We provide the first convergence guarantee for full black-box variational inference (BBVI), also known as Monte Carlo variational inference. While preliminary investigations worked on simplified versions of BBVI (e.g., bounded domain, bounded support, only optimizing for the scale, and such), our setup does not need any such algorithmic modifications. Our results hold for log-smooth posterior densities with and without strong log-concavity and the location-scale variational family. Also, our analysis reveals that certain algorithm design choices commonly employed in practice, particularly, nonlinear parameterizations of the scale of the variational approximation, can result in suboptimal convergence rates.

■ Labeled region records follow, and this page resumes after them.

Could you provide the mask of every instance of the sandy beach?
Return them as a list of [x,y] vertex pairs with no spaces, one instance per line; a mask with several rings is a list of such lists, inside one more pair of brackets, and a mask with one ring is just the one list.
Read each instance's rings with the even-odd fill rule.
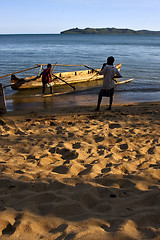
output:
[[160,239],[160,102],[0,115],[0,239]]

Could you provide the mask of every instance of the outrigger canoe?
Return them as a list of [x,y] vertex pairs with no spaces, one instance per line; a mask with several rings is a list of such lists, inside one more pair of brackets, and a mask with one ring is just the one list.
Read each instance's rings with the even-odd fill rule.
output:
[[[46,64],[37,64],[37,67],[41,67]],[[58,65],[57,66],[64,66]],[[67,66],[74,66],[74,65],[67,65]],[[77,65],[75,65],[77,66]],[[72,72],[61,72],[61,73],[54,73],[52,75],[52,81],[54,86],[62,86],[66,83],[70,86],[73,86],[77,83],[84,83],[84,82],[92,82],[96,80],[101,80],[103,75],[99,75],[98,72],[101,69],[93,69],[86,65],[81,65],[88,68],[88,70],[82,71],[72,71]],[[118,70],[121,69],[121,63],[115,65]],[[118,79],[117,79],[118,80]],[[126,83],[131,81],[131,79],[126,81],[117,81],[117,84]],[[15,75],[11,75],[11,88],[14,90],[24,90],[24,89],[38,89],[42,88],[42,78],[37,76],[26,77],[26,78],[18,78]],[[74,88],[74,87],[73,87]]]

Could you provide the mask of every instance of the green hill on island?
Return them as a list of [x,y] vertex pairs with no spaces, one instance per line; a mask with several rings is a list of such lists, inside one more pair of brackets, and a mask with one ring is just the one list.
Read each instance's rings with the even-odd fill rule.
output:
[[129,35],[160,35],[160,31],[132,30],[120,28],[72,28],[62,31],[60,34],[129,34]]

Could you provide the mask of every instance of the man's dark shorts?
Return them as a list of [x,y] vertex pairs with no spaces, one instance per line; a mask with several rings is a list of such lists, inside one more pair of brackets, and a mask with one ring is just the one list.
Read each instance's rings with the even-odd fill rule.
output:
[[99,92],[99,95],[102,97],[111,97],[114,94],[114,88],[105,90],[105,89],[101,89]]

Fortunately, running BBVI with proximal stochastic gradient descent fixes these limitations, and thus achieves the strongest known convergence rate guarantees. We evaluate this theoretical insight by comparing proximal SGD against other standard implementations of BBVI on large-scale Bayesian inference problems.

翻译：本文首次为完整的黑箱变分推断（亦称蒙特卡洛变分推断）提供了收敛性保证。此前初步研究仅针对简化版本（如有界域、有界支撑、仅优化尺度参数等）展开分析，而我们的设定无需任何此类算法修改。对于具有/不具有强对数凹性的对数光滑后验密度及位置-尺度变分族，我们的结论均成立。此外，分析揭示：实践中常用的某些算法设计选择——特别是变分近似尺度的非线性参数化方案——可能导致次优收敛速率。幸运的是，采用近端随机梯度下降法执行黑箱变分推断可消除这些缺陷，从而获得已知最强的收敛速率保证。我们通过在大型贝叶斯推断问题上对比近端随机梯度下降法与其他标准黑箱变分推断实现，验证了这一理论洞见。